What makes Meghan’s near-death by suicide a particularly damning case of misogynoir is the degree of privilege she has as a light-skinned, class-privileged Black woman. In response to my tweet calling out the misogynoir she experienced, some people countered that it wasn’t misogynoir because Meghan has self-identified as mixed race and as a “woman of color.” I emphatically disagree. Whether Meghan calls herself a Black woman is irrelevant, as the animus she experiences has everything to do with her being read as a Black woman. In my forthcoming book, Misogynoir Transformed: Black Women’s Digital Resistance, I make clear that misogynoir is directed at anyone perceived as a Black woman despite how they identify. In the context of the book, I was thinking about agender, nonbinary, and gender variant Black folk who are read as Black women despite how they identify and subsequently experience misogynoir in a number of ways including this initial misgendering. Identifying as mixed race, or biracial, or as a “woman of color” didn’t protect Meghan from the British press or the living legacy of hypodescent. Additionally, these terms aren’t mutually exclusive from Black identity. Separating people who have historically and currently been read as Black into a distinct racial group because they also have a white parent does not end racism, nor does it mitigate misogynoir. My tweet was a call to consider how much worse the experience of negotiating misogynoir is for Black women with different facial features, darker skin, and less wealth than Meghan Markle.
Whether Meghan Markle calls herself a Black woman is irrelevant, as the animus she experiences has everything to do with her being read as a Black woman.

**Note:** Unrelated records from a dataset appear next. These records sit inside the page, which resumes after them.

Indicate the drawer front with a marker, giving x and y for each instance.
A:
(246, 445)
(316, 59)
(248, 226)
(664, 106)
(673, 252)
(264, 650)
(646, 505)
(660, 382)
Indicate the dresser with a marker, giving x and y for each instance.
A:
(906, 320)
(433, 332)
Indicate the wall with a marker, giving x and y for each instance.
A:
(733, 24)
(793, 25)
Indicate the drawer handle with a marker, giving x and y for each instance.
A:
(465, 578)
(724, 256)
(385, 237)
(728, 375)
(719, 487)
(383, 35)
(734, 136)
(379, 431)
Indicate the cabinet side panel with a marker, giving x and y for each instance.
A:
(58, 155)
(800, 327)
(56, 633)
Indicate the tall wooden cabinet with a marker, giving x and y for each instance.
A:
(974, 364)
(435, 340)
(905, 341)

Both Meghan and Harry emphasized that they would have continued to be working members of the royal family had the Crown offered them support. Meghan had no plans to challenge centuries-old hierarchies of power or contest the racist xenophobia of colonization and genocide. She was perfectly willing to take on and continue to perpetuate the myths of the monarchy, and in so doing participate in the illusion of a more diverse and accepting colonial rule. In one of the strange ironies of this fairy–turned–torrid tale, the couple sought refuge at Tyler Perry’s house, the house that misogynoir built, when it became clear that the crown would not protect them. Misogynoir both forced Meghan to flee and then became the architect of her safety as she and Harry figured out what was next.

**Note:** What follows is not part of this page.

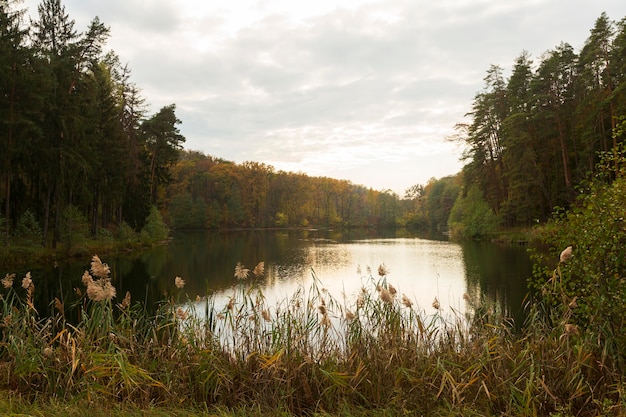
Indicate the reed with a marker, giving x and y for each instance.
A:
(308, 353)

Its own cruelty aside, the unwillingness of the Crown to protect Meghan from wildly inaccurate press seems to fly in the face of what might have been their own interest in distancing itself from its colonial past and present. But for her own sense of self preservation, Meghan could’ve been a casualty of the Empire that made her mother’s and subsequently her own existence possible. As identities, “biracial” and “mixed race” have only emerged in the last several decades, and do not incubate those who claim them from the misogynoir that being Black women engenders—the misogynoir that nearly cost Meghan Markle her life.